If so, maybe the Engineering mark represents a wormhole (not necessarily a bad one, but the bending of space time needed to enter warp). And the Sciences globe either represents scanners and the technology to make warp speed possible (or...possibly, it represents a planetary globe...as in "Strange New Worlds").

I think I read one time that even the Star Fleet arrowhead (the Enterprise arrowhead in TOS) had some significance--something like it showing the power curve needed to make the initial jump to warp speed or something....

EDIT: Ah..here it is. Good old Googlefu delivers...

"In a novelization it is explained that the symbol represents one side mass (one side) vs. the required amount of energy to move that mass (as speed increases as does the energy required to infinity). The bottom curvature represents how warp drive creates a bridge (or shortcut) between these two constants."

If this is true, then it's probable that the other assignment insignias also "mean something" and are not just adopted shapes. It would be interesting to speculate. The Cortez, above, is a science vessel. Maybe that shape is a ringed planet, like Saturn. Maybe Saturn is the Cortez's home port? Or, maybe it's another scanner shape, meaning the detection of....??? Maybe it represents a galaxy--it certainly looks like one if you look at the galaxy from the rim inward. Lots of ideas.

The Exeter's badge, from an episode of TOS, reminds me of the transporter...mabye it has somethign to do with that.  

And that engineering department insignia above in red?  I look at it and think of Newton's Third Law of Motion:  To every action there is always an equal and opposite reaction.  I think it's the two triangles pointing at each other that makes me think of that.


----------



## Orius (Jan 2, 2013)

Water Bob said:


> Random Thoughts....
> 
> I sure an enjoying these remastered Trek episodes. Man, take a look at the Constellation after the Doomsday Machine got threw with her.

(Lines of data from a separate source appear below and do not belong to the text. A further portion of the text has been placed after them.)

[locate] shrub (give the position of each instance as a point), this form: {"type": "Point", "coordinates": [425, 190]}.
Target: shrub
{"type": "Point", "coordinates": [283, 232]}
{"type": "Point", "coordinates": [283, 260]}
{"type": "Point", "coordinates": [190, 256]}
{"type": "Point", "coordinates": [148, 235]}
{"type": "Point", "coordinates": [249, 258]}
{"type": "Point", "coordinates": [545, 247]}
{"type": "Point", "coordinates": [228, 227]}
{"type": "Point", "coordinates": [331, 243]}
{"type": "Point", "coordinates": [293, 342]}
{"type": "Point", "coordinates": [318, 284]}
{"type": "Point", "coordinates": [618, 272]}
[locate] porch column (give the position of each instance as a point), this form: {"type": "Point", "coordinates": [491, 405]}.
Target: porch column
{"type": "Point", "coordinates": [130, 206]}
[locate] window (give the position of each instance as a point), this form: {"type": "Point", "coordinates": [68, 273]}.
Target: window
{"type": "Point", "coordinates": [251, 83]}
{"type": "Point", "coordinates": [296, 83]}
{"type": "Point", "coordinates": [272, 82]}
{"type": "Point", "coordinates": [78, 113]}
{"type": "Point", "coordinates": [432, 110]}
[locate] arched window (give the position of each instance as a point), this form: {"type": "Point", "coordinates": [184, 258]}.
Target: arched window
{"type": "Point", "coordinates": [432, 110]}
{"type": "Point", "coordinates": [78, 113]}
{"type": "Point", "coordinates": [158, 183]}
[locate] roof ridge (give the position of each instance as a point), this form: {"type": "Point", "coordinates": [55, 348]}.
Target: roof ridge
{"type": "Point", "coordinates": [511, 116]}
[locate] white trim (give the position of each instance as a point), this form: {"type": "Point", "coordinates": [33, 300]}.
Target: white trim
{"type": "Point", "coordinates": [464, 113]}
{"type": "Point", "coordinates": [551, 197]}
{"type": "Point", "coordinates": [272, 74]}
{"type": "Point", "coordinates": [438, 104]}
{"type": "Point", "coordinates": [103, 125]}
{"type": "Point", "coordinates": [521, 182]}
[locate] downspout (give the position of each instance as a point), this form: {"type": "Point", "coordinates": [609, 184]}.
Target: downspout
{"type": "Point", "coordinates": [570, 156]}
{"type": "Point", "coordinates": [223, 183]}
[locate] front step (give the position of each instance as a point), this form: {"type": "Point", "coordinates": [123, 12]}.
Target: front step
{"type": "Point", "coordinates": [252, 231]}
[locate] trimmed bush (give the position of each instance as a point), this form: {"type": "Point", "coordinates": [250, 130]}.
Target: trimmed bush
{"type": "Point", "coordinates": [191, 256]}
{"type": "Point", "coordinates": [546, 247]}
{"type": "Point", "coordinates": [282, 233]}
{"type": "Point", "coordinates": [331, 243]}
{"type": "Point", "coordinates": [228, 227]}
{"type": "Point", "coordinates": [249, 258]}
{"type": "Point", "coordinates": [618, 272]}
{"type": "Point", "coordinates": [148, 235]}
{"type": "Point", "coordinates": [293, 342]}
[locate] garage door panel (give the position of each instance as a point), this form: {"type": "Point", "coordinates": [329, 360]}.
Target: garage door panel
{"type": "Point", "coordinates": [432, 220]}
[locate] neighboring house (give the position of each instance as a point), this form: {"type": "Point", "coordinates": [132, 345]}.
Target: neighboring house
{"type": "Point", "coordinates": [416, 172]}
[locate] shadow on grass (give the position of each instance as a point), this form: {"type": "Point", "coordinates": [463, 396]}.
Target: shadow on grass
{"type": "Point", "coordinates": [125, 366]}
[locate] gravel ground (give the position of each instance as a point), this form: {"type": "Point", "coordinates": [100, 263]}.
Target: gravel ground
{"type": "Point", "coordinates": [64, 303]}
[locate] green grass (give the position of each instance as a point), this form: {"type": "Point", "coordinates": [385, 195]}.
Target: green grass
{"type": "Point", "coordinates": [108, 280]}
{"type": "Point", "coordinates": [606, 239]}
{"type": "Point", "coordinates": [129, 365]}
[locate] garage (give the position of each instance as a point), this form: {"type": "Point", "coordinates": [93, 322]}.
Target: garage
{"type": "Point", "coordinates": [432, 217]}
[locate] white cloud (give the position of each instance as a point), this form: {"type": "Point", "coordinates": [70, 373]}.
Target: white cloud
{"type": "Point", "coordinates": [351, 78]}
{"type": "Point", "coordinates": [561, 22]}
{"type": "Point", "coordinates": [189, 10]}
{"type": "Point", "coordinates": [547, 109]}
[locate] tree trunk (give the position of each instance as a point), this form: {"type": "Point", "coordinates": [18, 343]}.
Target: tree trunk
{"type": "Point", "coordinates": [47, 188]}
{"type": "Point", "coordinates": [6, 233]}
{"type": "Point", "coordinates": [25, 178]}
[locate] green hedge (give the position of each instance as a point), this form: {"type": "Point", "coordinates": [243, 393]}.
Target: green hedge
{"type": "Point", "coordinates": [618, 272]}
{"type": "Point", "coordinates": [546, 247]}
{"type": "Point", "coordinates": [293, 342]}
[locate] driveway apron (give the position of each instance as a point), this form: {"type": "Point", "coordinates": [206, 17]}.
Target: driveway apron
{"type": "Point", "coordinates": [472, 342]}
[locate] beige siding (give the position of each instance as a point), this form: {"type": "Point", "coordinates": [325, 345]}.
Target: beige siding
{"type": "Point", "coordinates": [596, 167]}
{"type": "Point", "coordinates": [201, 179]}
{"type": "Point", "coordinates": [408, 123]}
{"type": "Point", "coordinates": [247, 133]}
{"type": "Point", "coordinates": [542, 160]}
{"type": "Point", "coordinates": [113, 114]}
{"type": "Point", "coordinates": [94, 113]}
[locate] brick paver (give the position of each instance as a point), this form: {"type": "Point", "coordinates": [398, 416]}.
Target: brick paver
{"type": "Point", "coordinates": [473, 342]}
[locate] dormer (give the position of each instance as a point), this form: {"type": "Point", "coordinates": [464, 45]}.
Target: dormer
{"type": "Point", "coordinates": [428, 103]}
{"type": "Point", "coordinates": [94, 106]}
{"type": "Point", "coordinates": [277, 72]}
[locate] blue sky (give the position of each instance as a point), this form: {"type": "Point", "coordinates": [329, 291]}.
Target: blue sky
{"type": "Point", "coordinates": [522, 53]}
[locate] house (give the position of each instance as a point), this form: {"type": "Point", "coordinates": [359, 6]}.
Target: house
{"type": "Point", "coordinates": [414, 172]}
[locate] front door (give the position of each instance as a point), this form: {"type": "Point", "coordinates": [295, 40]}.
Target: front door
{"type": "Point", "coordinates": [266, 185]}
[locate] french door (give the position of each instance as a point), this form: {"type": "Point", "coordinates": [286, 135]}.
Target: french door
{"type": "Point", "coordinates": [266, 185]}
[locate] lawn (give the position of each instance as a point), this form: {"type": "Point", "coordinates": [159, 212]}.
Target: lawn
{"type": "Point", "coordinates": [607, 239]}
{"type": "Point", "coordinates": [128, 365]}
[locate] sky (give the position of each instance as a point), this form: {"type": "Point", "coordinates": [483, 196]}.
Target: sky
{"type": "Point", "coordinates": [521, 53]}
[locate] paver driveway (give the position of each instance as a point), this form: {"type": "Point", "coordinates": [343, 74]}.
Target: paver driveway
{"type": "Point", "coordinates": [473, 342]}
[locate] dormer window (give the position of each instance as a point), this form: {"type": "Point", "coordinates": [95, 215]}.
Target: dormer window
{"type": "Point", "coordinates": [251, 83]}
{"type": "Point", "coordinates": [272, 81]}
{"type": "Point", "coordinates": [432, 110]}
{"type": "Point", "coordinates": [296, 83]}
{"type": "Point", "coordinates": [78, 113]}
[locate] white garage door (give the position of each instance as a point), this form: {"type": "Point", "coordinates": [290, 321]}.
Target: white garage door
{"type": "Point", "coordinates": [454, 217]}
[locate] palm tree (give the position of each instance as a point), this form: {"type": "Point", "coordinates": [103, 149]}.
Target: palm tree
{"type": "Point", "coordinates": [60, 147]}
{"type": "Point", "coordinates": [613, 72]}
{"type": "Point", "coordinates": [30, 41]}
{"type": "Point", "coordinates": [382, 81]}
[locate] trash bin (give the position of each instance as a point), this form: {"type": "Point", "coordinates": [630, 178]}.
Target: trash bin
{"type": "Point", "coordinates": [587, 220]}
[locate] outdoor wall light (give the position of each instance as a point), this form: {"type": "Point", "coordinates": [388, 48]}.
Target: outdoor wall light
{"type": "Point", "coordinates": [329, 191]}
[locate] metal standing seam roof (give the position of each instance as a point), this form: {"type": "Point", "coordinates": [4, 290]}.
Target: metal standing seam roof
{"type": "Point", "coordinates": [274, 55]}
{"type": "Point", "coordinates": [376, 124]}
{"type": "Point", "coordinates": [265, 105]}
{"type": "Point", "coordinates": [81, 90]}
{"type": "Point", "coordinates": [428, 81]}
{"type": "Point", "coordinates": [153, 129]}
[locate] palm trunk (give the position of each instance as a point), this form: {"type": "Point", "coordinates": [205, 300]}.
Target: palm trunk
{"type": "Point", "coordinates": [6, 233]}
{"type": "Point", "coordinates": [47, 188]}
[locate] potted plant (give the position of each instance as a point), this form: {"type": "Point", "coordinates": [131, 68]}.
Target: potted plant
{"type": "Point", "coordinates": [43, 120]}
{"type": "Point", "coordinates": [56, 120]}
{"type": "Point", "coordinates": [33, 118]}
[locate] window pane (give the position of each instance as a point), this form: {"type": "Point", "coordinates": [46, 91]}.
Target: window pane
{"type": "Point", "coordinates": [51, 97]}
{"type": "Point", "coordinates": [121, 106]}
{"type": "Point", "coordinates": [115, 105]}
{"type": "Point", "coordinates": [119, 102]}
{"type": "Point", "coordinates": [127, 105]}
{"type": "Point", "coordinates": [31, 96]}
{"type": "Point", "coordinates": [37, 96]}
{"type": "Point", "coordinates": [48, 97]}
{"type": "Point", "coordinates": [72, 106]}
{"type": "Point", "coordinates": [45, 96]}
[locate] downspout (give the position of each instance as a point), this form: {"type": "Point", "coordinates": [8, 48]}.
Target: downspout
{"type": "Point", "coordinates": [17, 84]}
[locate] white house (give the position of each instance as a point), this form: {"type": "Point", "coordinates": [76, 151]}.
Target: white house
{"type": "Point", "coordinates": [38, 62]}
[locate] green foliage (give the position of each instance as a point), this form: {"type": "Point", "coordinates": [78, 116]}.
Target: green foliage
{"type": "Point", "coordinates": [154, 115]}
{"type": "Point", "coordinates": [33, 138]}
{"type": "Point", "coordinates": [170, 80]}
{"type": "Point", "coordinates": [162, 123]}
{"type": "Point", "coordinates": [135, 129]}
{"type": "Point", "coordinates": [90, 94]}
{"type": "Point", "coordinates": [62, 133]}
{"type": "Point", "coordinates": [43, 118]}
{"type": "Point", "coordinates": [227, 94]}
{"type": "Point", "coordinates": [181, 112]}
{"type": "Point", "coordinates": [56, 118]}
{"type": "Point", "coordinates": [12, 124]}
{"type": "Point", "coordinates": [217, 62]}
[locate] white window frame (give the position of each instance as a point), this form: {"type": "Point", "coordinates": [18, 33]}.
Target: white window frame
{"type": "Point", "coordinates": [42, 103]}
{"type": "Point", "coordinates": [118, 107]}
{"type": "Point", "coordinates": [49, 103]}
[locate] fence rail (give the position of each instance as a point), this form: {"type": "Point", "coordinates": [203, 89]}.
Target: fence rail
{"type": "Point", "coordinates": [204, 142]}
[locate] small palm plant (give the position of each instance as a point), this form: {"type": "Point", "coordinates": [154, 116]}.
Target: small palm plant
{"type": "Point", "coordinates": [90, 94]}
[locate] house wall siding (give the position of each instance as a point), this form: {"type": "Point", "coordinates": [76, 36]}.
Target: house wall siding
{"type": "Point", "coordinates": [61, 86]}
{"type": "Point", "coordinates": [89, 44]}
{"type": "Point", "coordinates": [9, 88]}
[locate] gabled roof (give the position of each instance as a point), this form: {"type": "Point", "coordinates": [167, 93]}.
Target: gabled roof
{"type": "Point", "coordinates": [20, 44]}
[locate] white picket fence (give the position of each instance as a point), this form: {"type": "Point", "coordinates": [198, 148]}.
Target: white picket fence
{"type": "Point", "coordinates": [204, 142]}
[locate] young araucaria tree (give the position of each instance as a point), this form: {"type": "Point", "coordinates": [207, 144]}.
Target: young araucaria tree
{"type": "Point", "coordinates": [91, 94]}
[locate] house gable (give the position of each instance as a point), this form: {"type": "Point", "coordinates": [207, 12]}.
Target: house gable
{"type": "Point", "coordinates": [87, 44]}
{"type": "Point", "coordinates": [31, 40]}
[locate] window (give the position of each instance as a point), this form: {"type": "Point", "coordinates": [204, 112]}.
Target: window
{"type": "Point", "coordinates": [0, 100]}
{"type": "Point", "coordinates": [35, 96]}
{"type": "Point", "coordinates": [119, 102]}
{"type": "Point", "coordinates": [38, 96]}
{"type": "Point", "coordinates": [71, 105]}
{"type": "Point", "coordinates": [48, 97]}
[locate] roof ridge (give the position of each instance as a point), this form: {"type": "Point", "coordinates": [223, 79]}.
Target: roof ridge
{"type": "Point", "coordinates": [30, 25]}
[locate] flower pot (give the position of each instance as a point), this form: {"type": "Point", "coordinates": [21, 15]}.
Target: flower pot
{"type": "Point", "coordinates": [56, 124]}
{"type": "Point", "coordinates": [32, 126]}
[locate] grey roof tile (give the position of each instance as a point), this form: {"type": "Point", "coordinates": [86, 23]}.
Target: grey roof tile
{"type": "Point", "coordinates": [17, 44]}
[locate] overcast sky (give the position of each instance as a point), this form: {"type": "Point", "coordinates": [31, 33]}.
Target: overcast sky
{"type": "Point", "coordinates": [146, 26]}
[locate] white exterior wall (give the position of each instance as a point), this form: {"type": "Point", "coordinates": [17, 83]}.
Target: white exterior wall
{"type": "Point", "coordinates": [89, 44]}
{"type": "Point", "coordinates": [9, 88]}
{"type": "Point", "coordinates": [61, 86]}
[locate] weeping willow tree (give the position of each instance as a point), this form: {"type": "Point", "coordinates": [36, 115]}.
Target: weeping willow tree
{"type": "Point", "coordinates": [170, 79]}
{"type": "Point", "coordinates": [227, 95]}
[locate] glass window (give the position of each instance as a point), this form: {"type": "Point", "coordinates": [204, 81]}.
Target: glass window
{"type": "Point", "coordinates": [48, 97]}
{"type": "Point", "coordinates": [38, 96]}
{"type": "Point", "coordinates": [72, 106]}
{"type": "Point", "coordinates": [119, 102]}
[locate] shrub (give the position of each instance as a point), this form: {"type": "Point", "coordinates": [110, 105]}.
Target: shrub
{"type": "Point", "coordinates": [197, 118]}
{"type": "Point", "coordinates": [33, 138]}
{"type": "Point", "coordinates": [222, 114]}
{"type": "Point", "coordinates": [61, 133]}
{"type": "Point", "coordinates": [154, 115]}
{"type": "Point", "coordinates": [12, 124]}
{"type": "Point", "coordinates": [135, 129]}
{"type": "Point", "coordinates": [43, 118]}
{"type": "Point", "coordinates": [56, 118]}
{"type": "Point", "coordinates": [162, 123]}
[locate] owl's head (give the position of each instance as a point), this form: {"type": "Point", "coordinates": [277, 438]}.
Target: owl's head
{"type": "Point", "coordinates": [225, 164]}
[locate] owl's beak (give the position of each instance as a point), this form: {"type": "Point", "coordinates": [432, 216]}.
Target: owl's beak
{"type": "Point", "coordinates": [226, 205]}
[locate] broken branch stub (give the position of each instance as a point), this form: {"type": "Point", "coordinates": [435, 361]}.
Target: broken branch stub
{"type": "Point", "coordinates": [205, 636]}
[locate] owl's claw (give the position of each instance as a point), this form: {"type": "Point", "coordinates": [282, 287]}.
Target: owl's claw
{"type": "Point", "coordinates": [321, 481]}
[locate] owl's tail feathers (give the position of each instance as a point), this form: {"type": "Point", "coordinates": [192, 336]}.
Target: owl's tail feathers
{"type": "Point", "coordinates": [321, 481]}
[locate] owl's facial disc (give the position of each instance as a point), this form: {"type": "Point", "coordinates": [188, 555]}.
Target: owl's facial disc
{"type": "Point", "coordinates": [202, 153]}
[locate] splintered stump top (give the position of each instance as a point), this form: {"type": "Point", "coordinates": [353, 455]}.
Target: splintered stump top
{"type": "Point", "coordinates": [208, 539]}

Yeah, some of the remastered episodes have some good work done in them.  "The Doomsday Machine" of course is one because there's a lot of shots of the Constellation and the planet killer.  Some episodes just have an establishing shot of a planet and the Enterprise warping away at the end, so there's less to see.



Water Bob said:


> But, another thing I like about Star Trek is that we don't always see the series regulars in their positions. In For The World Is Hollow And I Have Touched The Sky, Kirk puts Assistant Chief Engineer DeSalle in charge of the ship while he is down on the planet.
> 
> 
> 
> ...




Possibly it's because only Shatner, Nimoy, and (later) Kelley had top billing, everyone else in the original crew were just guest stars or something, even Doohan, and Scotty was pretty important in the command structure.  So maybe they weren't contracted to do every episode or something like the stars of the later series.  Possibly it was cheaper to have fewer crew members shown on a regular basis, maybe actor contracts were higher by the time TNG aired?  Or maybe it's the result of Roddenberry trying to make Starfleet less military.



> I was thinking. You know, Uhura would be one of the most important characters on the show if every alien race encountered by the Enterprise didn't already speak English.
> 
> Think about it: I think it would add quite a lot to the show if more aliens races had their own languages and dialects.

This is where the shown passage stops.